Learning from Snapshots of Discrete and Continuous Data Streams
Keywords: Learning Theory; Online Learning; Continuous Processes
TL;DR: This paper builds a theoretical framework for non-adaptive and adaptive algorithms to predict sets of functions from continuous data streams, showing how selective querying supports accurate learning, even with limited observability.
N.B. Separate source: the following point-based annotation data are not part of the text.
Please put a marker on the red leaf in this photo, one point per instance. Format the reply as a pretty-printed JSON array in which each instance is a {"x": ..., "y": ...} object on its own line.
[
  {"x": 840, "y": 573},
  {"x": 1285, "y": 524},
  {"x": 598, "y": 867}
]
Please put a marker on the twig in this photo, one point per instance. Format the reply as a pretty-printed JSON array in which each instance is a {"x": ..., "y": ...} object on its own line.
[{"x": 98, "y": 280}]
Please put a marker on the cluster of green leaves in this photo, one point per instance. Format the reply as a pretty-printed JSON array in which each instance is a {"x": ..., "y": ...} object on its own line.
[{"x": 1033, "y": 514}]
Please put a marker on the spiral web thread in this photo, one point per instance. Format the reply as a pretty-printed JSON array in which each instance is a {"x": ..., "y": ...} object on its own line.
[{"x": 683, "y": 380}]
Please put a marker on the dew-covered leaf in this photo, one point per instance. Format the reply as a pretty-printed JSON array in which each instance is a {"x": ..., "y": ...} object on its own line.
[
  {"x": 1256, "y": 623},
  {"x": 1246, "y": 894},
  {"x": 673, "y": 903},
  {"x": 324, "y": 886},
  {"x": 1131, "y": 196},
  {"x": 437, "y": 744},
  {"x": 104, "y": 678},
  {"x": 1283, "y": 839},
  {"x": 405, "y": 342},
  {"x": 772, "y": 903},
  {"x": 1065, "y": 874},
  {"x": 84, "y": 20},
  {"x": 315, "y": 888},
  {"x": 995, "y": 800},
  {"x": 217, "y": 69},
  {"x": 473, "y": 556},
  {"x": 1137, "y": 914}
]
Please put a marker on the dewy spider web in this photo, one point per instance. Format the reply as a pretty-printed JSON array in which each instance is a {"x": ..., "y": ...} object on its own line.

Abstract: Imagine a smart camera trap selectively clicking pictures to understand animal movement patterns within a particular habitat. These "snapshots", or pieces of data captured from a data stream at adaptively chosen times, provide a glimpse of different animal movements unfolding through time. Learning a continuous-time process through snapshots, such as smart camera traps, is a central theme governing a wide array of online learning situations. In this paper, we adopt a learning-theoretic perspective in understanding the fundamental nature of learning different classes of functions from both discrete data streams and continuous data streams. In our first framework, the *update-and-deploy* setting, a learning algorithm discretely queries from a process to update a predictor designed to make predictions given as input the data stream. We construct a uniform sampling algorithm that can learn with bounded error any concept class with finite Littlestone dimension. Our second framework, known as the *blind-prediction* setting, consists of a learning algorithm generating predictions independently of observing the process, only engaging with the process when it chooses to make queries. Interestingly, we show a stark contrast in learnability where non-trivial concept classes are unlearnable. However, we show that adaptive learning algorithms are necessary to learn sets of time-dependent and data-dependent functions, called pattern classes, in either framework. Finally, we develop a theory of pattern classes under discrete data streams for the blind-prediction setting.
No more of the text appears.